From Casetext: Smarter Legal Research

Admin. for Children's Servs. v. Lisa W. (In re Ariel P.)

Supreme Court, Appellate Division, Second Department, New York.
Jan 16, 2013
102 A.D.3d 795 (N.Y. App. Div. 2013)

Opinion

2013-01-16

In the Matter of ARIEL P. (Anonymous). Administration for Children's Services, respondent, Lisa W. (Anonymous), appellant.

Austin I. Idehen, PLLC, Jamaica, N.Y., for appellant. Michael A. Cardozo, Corporation Counsel, New York, N.Y. (Larry A. Sonnenshein and Diana Lawless of counsel), for respondent.



Austin I. Idehen, PLLC, Jamaica, N.Y., for appellant. Michael A. Cardozo, Corporation Counsel, New York, N.Y. (Larry A. Sonnenshein and Diana Lawless of counsel), for respondent.
Steven Banks, New York, N.Y. (Tamara A. Steckler and Marcia Egger of counsel), attorney for the child.

WILLIAM F. MASTRO, J.P., PLUMMER E. LOTT, LEONARD B. AUSTIN, and SANDRA L. SGROI, JJ.

In a child neglect proceeding pursuant to Family Court Act article 10, the mother appeals, as limited by her brief, from so much of an order of fact-finding and disposition of the Family Court, Queens County (Salinitro, J.), dated November 22, 2011, as, after a hearing, found that she neglected the subject child.

ORDERED that the order of fact-finding and disposition is reversed insofar as appealed from, on the facts, without costs or disbursements, the petition is denied, and the proceeding is dismissed.

The Family Court entered a finding of neglect based on the mother's failure “to cooperate with medical personnel to provide necessary medical care for the child's diagnosed mental illness.”

To establish neglect based upon a parent's failure to provide adequate medical care, a petitioner must prove, by a preponderance of the evidence, that the child's physical, mental, or emotional condition has been impaired, or is in imminent danger of becoming impaired, and that the actual or threatened harm to the child is due to the failure of the parent or caretaker to exercise a minimum degree of care in supplying the child with adequate medical care though financially able to do so ( seeFamily Ct.

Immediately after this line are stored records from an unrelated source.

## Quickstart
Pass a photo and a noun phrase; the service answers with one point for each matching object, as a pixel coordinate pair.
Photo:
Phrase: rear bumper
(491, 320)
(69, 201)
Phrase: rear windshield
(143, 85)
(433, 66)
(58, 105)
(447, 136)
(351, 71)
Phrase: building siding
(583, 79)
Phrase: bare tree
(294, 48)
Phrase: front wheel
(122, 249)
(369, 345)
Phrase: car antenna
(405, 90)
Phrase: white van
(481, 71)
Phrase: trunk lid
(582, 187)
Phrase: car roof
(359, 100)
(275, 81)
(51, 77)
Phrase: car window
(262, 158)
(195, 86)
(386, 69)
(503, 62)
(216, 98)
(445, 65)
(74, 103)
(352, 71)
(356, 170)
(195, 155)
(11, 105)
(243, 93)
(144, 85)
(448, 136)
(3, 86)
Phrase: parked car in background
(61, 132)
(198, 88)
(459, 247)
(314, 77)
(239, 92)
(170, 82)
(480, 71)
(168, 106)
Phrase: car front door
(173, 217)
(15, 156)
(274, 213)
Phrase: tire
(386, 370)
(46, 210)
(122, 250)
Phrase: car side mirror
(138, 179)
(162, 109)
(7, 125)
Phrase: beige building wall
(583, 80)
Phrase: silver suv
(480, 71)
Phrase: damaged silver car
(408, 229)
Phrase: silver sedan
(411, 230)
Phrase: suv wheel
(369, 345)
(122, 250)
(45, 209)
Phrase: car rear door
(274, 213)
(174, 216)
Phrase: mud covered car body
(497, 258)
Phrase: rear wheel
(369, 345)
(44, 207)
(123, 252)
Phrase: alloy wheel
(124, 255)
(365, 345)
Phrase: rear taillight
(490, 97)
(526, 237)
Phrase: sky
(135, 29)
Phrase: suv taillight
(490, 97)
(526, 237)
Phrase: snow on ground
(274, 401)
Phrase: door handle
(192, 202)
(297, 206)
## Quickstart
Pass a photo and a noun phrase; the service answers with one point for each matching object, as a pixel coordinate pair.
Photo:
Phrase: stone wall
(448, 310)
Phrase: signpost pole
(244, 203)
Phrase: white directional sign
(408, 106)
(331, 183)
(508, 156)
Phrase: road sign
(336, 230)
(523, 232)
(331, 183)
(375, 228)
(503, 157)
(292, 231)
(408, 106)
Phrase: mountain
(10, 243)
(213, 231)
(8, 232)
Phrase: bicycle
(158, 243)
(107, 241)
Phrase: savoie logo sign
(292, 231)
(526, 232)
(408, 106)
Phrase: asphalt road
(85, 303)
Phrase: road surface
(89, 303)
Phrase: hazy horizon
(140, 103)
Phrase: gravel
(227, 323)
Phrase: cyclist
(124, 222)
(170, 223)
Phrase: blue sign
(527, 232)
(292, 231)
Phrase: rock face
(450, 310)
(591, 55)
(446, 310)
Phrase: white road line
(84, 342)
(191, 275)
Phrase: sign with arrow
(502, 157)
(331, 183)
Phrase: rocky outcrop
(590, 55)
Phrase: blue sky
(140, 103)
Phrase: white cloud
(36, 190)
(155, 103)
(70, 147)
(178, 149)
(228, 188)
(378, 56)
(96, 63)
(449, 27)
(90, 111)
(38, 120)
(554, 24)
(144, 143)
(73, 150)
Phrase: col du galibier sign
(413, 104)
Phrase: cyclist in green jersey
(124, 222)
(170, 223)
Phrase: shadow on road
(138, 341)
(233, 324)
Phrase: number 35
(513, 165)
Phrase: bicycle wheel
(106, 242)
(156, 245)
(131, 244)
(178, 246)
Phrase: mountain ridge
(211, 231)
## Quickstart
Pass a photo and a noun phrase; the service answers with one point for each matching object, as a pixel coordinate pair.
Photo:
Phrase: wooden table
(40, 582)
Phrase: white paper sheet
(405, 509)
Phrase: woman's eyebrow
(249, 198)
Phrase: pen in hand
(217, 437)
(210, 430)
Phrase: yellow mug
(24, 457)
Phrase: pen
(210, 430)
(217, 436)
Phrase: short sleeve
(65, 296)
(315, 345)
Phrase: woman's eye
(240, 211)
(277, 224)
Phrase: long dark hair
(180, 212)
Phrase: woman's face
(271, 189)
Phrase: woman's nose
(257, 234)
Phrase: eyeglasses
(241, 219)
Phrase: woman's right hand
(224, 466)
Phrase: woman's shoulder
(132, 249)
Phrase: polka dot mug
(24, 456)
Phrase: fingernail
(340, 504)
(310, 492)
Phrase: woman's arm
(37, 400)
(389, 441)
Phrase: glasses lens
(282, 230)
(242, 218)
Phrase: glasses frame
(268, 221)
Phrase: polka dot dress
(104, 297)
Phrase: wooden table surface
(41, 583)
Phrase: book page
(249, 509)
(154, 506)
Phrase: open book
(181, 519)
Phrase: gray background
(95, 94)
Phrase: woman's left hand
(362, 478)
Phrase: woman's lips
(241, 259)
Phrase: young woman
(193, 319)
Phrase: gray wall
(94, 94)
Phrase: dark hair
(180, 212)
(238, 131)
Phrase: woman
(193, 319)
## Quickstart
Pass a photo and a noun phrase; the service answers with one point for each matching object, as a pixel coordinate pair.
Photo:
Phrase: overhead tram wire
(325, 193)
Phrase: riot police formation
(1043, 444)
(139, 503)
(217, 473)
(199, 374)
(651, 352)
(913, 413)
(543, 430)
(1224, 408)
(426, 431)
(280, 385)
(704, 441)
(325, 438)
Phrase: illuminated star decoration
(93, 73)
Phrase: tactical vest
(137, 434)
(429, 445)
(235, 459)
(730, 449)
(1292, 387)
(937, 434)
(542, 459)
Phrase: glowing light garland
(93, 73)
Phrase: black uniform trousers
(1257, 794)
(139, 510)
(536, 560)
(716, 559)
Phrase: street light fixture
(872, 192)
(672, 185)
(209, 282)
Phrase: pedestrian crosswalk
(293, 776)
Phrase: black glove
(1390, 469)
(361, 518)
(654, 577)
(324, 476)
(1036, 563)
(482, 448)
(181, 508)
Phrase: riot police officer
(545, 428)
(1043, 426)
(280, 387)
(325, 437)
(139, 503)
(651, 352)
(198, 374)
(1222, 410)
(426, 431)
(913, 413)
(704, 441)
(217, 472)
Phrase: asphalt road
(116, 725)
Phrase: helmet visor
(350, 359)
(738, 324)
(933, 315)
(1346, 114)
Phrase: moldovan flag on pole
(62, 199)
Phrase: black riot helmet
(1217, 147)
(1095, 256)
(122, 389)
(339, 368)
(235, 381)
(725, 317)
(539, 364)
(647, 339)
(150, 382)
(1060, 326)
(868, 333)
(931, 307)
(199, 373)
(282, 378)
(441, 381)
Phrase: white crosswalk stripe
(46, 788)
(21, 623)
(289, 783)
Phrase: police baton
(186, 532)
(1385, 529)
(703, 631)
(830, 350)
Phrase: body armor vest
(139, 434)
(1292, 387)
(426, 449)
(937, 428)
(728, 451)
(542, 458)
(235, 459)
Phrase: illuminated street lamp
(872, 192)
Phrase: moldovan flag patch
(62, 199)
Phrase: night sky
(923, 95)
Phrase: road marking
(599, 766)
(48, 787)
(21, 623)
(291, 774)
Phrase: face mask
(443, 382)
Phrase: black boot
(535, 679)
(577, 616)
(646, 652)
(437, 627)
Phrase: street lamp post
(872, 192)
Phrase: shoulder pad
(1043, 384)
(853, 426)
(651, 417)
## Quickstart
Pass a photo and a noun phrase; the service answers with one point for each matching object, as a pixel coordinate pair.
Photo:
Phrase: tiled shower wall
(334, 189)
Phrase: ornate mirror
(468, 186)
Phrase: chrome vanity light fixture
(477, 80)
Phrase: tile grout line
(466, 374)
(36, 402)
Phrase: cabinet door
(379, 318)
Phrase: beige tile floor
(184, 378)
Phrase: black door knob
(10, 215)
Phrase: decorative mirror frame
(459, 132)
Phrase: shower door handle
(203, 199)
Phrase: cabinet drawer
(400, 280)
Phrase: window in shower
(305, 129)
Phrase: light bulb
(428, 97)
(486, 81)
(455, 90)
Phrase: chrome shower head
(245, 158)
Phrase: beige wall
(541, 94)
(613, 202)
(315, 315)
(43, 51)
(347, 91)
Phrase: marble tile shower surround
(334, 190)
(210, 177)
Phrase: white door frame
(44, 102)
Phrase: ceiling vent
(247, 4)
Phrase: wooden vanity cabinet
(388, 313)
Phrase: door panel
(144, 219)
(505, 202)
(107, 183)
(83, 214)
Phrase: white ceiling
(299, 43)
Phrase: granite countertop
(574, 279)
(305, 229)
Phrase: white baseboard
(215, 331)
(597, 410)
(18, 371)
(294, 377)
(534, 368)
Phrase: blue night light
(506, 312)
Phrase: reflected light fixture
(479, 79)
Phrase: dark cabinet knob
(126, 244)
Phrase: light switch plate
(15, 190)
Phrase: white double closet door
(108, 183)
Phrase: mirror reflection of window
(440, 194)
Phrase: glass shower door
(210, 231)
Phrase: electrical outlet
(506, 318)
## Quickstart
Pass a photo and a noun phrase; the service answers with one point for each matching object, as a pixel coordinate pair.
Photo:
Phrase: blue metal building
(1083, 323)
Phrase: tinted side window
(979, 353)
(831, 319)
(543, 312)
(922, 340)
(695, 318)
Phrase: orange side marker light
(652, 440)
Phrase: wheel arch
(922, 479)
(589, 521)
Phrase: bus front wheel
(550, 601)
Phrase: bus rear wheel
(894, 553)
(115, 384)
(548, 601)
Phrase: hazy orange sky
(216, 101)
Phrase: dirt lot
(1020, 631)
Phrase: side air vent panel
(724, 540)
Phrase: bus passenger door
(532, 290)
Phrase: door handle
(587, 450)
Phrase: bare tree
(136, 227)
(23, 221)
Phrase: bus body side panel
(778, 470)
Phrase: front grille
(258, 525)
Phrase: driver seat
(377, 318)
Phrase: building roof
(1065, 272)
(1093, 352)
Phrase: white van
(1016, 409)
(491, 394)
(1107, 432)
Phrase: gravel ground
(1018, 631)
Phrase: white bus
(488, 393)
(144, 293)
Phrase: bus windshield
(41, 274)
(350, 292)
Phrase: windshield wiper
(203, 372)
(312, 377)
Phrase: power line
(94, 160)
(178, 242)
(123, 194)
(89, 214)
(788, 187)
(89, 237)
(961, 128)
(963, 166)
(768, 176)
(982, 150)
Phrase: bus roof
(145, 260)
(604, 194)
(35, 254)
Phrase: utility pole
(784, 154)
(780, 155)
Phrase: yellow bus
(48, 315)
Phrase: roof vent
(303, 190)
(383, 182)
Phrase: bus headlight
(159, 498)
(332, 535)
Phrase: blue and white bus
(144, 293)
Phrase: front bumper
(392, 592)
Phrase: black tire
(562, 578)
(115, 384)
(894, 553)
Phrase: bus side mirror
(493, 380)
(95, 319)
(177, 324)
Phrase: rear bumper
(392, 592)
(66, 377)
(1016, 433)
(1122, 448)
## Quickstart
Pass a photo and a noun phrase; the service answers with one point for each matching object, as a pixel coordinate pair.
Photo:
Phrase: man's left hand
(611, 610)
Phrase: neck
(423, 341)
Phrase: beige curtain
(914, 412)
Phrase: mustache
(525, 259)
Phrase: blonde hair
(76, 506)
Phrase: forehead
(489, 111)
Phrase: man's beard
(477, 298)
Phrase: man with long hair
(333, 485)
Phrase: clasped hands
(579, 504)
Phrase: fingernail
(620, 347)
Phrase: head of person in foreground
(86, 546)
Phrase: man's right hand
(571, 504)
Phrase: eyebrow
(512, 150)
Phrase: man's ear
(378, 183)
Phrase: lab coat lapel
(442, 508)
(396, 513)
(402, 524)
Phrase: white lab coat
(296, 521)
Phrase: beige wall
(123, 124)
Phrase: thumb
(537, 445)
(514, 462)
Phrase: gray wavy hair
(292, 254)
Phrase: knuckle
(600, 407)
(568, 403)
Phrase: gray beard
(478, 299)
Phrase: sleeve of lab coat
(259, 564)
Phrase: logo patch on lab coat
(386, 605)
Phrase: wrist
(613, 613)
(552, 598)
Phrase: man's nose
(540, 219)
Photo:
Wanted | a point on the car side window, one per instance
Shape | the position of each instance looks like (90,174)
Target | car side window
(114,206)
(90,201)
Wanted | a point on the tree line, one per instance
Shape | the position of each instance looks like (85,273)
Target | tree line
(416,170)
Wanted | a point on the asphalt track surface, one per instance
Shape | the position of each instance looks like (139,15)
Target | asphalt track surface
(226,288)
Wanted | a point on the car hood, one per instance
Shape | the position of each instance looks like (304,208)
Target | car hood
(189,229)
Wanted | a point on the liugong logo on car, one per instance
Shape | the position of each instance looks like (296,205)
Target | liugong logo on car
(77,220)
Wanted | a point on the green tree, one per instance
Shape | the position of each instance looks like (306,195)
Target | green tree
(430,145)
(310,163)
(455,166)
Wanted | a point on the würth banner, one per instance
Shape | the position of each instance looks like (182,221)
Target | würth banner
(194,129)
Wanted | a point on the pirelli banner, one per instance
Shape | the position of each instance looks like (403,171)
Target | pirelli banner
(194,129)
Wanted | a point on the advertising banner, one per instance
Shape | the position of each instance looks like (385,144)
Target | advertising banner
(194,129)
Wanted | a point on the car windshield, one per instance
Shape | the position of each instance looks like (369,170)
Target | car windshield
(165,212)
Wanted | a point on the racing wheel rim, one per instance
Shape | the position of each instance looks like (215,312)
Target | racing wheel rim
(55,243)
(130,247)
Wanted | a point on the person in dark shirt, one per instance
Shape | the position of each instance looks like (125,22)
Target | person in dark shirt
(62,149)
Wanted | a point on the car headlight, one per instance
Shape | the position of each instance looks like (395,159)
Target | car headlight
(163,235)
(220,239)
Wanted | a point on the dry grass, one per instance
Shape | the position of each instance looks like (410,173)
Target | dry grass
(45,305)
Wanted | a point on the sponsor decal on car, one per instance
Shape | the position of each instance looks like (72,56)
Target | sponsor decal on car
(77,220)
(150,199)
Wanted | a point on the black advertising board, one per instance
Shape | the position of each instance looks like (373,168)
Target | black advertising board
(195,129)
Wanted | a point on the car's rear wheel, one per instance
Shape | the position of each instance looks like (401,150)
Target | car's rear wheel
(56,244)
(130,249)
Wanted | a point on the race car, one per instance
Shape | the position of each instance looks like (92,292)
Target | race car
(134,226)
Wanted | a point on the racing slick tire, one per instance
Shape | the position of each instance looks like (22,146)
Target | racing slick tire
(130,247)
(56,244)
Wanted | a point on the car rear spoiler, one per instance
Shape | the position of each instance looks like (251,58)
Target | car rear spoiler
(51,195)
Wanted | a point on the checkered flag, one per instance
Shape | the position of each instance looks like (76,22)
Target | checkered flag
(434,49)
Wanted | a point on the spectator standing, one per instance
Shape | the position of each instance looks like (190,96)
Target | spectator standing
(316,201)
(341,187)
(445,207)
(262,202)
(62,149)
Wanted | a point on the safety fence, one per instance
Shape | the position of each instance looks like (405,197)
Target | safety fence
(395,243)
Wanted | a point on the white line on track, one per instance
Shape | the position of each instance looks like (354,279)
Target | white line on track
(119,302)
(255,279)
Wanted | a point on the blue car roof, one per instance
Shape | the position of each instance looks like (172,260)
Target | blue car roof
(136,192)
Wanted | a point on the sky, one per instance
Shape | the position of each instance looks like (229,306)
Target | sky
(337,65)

Act § 1012[f][i][A]; § 1046; Matter of Alanie H., 83 A.D.3d 1066, 922 N.Y.S.2d 166;see also Matter of Shawndel M., 33 A.D.3d 1006, 824 N.Y.S.2d 335; Matter of Faridah W., 180 A.D.2d 451, 579 N.Y.S.2d 377).

A parent's unwillingness to follow a recommended course of psychiatric treatment which results in the impairment of a child's emotional health may support a finding of neglect ( see Matter of Terrence P., 38 A.D.3d 254, 831 N.Y.S.2d 384;Matter of Felicia D., 263 A.D.2d 399, 693 N.Y.S.2d 41). However, “in the context of medical neglect, the court's role is not as surrogate parent and the inquiry is not posed in absolute terms of whether the parent has made the ‘right’ or ‘wrong’ decision” ( Nicholson v. Scoppetta, 3 N.Y.3d 357, 370, 787 N.Y.S.2d 196, 820 N.E.2d 840, quoting Matter of Hofbauer, 47 N.Y.2d 648, 656, 419 N.Y.S.2d 936, 393 N.E.2d 1009). Rather, the court, in deciding whether a parent has been neglectful in depriving his or her child of adequate medical care, must determine whether the parent has provided an acceptable course of treatment in light of all the surrounding circumstances ( see Matter of Hofbauer, 47 N.Y.2d at 656, 419 N.Y.S.2d 936, 393 N.E.2d 1009).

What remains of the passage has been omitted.